Machine Learning Engineer | Python | Pytorch | Natural Language Processing | LLM | Large Langua[...] in London employer: Enigma
Contact Detail:
Enigma Recruiting Team
StudySmarter Expert Advice 🤫
We think this is how you could land Machine Learning Engineer | Python | Pytorch | Natural Language Processing | LLM | Large Langua[...] in London
✨Tip Number 1
Network like a pro! Reach out to folks in the industry, especially those already working at companies you're eyeing. A friendly chat can open doors and give you insider info that could help you stand out.
✨Tip Number 2
Show off your skills! Create a portfolio showcasing your projects, especially those involving Python, Pytorch, and NLP. This is your chance to demonstrate what you can do beyond just words on a CV.
✨Tip Number 3
Prepare for interviews by brushing up on common ML concepts and recent advancements in LLMs. We recommend doing mock interviews with friends or using online platforms to get comfortable with the format.
✨Tip Number 4
Don’t forget to apply through our website! It’s the best way to ensure your application gets seen by the right people. Plus, we love seeing candidates who are proactive about their job search!
We think you need these skills to ace Machine Learning Engineer | Python | Pytorch | Natural Language Processing | LLM | Large Langua[...] in London
Some tips for your application 🫡
Tailor Your CV: Make sure your CV highlights your experience with Python, Pytorch, and NLP. We want to see how your skills align with the challenges we face, so don’t be shy about showcasing relevant projects or research!
Craft a Compelling Cover Letter: Your cover letter is your chance to shine! Use it to explain why you’re excited about working with us at StudySmarter and how your background makes you a perfect fit for the Machine Learning Engineer role.
Showcase Your Projects: If you've worked on any cool ML projects, especially involving LLMs or retrieval systems, make sure to mention them. We love seeing practical applications of your skills, so include links or descriptions that highlight your contributions.
Apply Through Our Website: We encourage you to apply directly through our website. It’s the best way to ensure your application gets into the right hands and shows us you’re serious about joining our team!
How to prepare for a job interview at Enigma
✨Know Your Tech Inside Out
Make sure you brush up on your knowledge of Python, Pytorch, and Natural Language Processing. Be ready to discuss your hands-on experience with LLMs and how you've tackled challenges in the past. The more specific examples you can provide, the better!
✨Showcase Your Problem-Solving Skills
Prepare to talk about how you've approached ambiguous problems in previous roles. Think of a few scenarios where you designed benchmarks or fine-tuned models, and be ready to explain your thought process and the outcomes.
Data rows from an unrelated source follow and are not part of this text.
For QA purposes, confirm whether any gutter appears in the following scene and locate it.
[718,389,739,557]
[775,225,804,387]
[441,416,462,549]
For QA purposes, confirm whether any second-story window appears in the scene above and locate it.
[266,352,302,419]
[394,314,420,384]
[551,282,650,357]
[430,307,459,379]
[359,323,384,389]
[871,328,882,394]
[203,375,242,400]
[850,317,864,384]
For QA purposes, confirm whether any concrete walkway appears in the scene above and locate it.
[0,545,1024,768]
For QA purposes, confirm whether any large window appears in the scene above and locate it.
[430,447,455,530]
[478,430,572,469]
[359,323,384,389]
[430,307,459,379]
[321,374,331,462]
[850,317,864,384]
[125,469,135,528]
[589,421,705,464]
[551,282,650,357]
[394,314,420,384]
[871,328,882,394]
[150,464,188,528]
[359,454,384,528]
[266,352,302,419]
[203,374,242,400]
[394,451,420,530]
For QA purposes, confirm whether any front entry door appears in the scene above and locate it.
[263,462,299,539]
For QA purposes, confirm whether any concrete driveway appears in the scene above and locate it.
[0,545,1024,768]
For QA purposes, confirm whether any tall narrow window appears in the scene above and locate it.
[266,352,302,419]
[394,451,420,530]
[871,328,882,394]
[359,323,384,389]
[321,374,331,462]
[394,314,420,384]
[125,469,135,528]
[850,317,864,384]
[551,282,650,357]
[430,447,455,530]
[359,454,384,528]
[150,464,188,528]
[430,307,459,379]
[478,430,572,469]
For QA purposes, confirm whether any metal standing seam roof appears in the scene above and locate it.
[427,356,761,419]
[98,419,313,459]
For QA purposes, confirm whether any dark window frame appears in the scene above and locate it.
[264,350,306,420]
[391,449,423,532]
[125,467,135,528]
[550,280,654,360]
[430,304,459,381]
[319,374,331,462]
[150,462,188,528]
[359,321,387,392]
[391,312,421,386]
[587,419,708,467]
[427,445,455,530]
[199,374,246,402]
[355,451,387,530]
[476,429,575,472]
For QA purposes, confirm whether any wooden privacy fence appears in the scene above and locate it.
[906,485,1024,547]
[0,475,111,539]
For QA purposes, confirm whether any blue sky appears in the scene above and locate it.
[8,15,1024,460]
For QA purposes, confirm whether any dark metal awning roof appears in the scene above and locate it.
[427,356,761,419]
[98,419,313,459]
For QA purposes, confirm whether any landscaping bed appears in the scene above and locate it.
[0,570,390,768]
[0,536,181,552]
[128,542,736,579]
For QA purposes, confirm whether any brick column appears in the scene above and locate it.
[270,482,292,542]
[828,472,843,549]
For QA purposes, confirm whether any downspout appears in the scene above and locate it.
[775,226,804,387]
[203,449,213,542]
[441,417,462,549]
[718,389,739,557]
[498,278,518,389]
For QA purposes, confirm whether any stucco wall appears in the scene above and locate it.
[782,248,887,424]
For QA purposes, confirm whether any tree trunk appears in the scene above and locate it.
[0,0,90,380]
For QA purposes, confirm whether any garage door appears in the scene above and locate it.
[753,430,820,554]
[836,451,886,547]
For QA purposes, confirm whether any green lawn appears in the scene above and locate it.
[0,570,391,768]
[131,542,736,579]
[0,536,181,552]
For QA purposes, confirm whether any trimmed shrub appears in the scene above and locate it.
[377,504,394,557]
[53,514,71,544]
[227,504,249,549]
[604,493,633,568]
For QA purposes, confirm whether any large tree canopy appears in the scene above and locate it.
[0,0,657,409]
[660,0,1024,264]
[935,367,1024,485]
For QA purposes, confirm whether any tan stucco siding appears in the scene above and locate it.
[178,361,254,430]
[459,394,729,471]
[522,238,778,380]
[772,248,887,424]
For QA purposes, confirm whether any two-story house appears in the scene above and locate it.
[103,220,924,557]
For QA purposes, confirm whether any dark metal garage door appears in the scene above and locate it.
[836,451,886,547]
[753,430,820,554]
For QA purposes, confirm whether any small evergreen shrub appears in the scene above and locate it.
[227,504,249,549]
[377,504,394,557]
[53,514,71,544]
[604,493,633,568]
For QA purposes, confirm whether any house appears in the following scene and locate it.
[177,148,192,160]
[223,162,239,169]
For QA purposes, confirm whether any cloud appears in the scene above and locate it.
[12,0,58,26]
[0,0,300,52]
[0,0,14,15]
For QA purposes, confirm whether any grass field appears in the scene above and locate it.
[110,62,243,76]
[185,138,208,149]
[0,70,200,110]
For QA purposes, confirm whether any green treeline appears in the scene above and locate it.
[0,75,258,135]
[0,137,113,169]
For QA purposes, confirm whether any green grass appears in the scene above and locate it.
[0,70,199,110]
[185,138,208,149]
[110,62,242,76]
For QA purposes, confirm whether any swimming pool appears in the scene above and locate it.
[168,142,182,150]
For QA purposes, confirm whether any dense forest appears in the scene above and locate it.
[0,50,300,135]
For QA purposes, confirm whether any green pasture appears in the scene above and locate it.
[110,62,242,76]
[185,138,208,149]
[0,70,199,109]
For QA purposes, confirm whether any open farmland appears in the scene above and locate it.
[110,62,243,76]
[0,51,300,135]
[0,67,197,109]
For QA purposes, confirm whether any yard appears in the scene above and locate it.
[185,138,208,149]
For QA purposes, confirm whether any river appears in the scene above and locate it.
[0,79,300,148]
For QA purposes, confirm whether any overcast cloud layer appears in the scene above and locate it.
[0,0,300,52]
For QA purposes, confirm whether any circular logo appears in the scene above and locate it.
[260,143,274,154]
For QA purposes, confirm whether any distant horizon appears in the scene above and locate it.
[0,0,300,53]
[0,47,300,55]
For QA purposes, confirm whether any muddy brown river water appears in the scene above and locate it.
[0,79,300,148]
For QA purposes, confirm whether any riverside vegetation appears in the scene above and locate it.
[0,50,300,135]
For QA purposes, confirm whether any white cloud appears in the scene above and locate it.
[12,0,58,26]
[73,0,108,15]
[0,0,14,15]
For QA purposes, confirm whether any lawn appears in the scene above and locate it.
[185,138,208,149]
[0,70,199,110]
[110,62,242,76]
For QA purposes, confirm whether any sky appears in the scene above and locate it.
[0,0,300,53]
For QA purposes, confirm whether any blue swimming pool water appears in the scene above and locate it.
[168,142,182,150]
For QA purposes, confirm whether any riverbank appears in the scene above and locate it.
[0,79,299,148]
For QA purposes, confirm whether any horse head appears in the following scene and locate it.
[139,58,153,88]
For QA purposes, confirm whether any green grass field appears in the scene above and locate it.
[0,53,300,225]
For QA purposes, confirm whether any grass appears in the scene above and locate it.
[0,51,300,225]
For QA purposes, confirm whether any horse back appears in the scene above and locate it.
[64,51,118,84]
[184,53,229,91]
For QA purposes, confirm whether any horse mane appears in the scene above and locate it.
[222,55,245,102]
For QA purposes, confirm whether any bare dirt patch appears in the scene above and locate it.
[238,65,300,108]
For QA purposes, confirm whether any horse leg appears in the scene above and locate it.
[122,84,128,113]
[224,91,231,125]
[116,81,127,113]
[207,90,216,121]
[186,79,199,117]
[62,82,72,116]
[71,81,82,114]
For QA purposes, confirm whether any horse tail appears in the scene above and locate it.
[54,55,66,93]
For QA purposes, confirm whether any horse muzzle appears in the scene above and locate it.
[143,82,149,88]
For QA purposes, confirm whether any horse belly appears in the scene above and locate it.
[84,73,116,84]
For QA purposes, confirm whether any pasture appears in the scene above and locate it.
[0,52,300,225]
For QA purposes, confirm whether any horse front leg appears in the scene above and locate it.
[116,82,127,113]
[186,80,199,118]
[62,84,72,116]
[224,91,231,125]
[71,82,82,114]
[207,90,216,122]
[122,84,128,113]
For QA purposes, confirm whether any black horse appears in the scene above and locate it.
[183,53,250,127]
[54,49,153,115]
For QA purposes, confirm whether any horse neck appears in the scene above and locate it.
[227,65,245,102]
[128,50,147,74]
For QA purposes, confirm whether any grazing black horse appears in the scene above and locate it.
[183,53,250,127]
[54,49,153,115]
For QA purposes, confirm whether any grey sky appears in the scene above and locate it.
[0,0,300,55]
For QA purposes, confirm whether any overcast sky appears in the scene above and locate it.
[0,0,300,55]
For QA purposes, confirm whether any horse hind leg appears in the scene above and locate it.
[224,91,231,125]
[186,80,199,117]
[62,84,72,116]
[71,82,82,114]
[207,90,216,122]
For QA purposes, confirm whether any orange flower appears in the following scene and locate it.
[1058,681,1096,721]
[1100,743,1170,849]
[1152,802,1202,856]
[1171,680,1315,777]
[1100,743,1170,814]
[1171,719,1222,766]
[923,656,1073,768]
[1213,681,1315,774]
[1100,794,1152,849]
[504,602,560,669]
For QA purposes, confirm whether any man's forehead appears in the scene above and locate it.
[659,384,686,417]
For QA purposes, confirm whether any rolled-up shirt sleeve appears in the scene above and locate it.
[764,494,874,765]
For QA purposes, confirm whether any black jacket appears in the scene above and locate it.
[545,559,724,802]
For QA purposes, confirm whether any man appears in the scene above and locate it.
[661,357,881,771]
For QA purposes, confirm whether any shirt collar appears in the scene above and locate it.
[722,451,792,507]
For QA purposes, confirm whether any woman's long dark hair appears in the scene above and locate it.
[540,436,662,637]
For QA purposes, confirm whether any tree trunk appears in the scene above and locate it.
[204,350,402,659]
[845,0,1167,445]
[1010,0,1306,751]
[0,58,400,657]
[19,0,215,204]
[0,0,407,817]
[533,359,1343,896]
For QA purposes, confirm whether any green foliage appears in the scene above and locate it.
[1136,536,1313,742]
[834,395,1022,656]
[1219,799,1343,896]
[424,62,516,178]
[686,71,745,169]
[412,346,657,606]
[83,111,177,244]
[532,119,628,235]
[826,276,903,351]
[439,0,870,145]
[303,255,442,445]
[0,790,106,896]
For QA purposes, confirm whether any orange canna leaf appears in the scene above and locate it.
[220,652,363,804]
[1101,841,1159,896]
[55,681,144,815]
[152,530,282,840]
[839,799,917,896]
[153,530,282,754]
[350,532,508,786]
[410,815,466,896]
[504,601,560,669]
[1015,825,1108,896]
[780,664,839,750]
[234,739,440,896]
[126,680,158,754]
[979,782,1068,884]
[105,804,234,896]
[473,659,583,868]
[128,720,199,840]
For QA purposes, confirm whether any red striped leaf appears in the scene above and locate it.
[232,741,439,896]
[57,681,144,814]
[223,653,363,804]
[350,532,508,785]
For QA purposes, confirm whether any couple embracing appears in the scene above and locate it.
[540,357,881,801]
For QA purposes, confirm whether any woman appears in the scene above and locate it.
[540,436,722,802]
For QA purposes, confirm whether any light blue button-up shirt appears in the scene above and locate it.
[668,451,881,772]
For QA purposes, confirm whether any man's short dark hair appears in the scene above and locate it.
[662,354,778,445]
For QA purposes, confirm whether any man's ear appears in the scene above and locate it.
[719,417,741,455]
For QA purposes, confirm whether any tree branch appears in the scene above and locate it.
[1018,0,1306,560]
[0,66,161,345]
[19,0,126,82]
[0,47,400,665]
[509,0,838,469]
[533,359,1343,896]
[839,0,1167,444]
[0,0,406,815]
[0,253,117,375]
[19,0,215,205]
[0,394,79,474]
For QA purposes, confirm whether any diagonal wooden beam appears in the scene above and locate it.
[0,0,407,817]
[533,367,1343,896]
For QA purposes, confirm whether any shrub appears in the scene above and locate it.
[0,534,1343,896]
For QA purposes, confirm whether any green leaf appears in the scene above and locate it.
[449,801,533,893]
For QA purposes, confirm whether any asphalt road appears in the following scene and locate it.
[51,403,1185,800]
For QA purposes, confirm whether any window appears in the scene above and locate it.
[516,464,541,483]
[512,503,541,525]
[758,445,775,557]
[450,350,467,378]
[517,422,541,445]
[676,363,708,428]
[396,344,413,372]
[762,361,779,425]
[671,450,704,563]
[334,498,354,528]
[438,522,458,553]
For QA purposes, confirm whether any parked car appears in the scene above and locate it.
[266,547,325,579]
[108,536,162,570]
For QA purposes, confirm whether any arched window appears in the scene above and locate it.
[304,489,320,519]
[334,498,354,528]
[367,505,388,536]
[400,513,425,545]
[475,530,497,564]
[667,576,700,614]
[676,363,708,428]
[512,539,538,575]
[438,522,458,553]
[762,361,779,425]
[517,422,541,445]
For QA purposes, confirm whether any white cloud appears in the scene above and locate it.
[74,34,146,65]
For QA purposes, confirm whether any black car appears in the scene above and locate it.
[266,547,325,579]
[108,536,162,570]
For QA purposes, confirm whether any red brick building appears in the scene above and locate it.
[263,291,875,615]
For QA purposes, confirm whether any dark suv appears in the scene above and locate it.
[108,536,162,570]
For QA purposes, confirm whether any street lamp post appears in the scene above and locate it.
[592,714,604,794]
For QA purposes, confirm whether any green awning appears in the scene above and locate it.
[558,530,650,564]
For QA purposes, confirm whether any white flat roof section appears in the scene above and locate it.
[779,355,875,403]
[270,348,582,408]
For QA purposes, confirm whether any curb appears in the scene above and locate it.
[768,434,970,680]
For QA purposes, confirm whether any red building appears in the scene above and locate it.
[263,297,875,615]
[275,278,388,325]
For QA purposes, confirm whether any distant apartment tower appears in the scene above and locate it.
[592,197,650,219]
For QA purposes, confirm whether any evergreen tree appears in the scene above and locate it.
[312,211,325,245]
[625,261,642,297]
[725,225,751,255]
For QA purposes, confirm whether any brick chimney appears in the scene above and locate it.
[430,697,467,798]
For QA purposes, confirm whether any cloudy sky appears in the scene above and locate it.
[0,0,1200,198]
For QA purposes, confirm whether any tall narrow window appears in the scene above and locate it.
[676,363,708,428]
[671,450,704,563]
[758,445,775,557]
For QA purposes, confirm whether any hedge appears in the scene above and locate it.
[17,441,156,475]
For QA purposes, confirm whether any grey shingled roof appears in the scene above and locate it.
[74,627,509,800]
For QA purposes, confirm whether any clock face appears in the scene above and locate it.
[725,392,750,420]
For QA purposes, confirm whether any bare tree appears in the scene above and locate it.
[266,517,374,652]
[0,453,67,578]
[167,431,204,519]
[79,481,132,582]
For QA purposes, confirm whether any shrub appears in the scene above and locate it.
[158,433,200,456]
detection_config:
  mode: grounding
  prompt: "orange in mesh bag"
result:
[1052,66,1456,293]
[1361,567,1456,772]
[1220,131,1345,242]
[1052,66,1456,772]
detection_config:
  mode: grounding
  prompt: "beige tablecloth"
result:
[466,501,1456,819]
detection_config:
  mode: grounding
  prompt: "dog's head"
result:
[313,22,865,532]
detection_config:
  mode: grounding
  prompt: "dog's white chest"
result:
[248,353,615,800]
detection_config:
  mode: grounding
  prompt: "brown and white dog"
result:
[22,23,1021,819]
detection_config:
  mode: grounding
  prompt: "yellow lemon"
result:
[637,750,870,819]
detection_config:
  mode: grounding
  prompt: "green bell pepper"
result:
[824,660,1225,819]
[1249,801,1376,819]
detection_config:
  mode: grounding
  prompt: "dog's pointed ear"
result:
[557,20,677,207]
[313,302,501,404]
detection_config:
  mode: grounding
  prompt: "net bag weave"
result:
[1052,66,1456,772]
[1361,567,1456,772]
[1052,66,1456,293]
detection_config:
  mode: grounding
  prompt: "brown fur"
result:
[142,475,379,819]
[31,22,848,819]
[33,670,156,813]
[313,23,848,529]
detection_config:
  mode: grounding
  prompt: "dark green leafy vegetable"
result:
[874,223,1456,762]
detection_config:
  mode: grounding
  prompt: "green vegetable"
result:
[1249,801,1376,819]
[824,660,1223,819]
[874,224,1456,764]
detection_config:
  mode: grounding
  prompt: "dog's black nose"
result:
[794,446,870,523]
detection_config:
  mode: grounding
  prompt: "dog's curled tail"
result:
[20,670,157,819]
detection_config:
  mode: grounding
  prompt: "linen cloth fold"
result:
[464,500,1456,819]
✨Stay Current with Research
Since this role involves applying the latest research, make sure you're up-to-date with recent advancements in machine learning and NLP. Mention any relevant papers or projects you've followed, and how they could apply to the company's work.
✨Ask Insightful Questions
Interviews are a two-way street! Prepare thoughtful questions about the company's AI assistants and their approach to retrieval-augmented generation. This shows your genuine interest and helps you gauge if it's the right fit for you.